Climate change is another great example. In Monday’s speech, Gomez called himself a “green Republican,” saying: “I think climate change is a real problem, and I believe that humans are a big part of the problem.” Which I suppose is a slight improvement on Baker, but still says nothing much more useful than “I don’t believe in the boogie monster.” His previous comments and the information on his website, aren’t much more specific.
I asked his campaign to provide information about what policy directions Gomez supports to address the problem of climate change. I included several specific questions about the Ed Markey- and John Kerry-sponsored cap-and-trade approach, the idea of a national carbon tax, and the EPA’s regulatory approach. Here’s the response in full:
“Climate change is real. Some Republicans deny science, but some Democrats deny math. I support a free-market approach to addressing global warming, incentivizing businesses to be environmentally responsible and encouraging research and development of green energy. I refuse to believe that the only way to combat global warming is to raise taxes and costs for businesses, or raise prices on energy and fuel for consumers.”
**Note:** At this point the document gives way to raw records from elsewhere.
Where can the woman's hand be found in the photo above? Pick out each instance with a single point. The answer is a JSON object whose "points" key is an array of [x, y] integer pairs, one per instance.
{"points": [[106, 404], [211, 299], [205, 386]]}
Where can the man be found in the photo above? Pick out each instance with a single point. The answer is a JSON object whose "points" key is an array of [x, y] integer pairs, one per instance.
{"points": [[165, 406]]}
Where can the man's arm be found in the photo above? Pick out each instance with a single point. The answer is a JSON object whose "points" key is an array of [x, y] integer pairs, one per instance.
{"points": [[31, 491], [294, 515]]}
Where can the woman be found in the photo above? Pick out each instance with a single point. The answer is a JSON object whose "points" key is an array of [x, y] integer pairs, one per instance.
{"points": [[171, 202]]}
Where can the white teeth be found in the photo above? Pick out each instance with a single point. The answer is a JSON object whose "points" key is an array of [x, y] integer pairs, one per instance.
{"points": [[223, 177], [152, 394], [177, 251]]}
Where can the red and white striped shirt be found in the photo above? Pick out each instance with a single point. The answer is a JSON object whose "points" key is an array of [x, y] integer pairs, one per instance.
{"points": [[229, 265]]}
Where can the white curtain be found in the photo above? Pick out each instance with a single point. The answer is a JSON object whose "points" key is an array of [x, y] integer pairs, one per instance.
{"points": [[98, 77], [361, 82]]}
In short: Gomez hypothetically favors a policy that addresses global warming as long as it has no downsides or costs, but he will not say whether any actual policy does or does not do so. Really, the only thing you might take away from this statement is that Gomez is likely to oppose just about any actual legislative effort on climate change. (Note that Brown, who also understood the reality and seriousness of the issue, was key in killing the last major effort in 2010.)
All of this is very disappointing to many of us who have been waiting, in vain, for a new definition of Massachusetts Republican to emerge. And it is making it all too easy for Ed Markey to saunter through this campaign without doing much more than calling Gomez a Republican.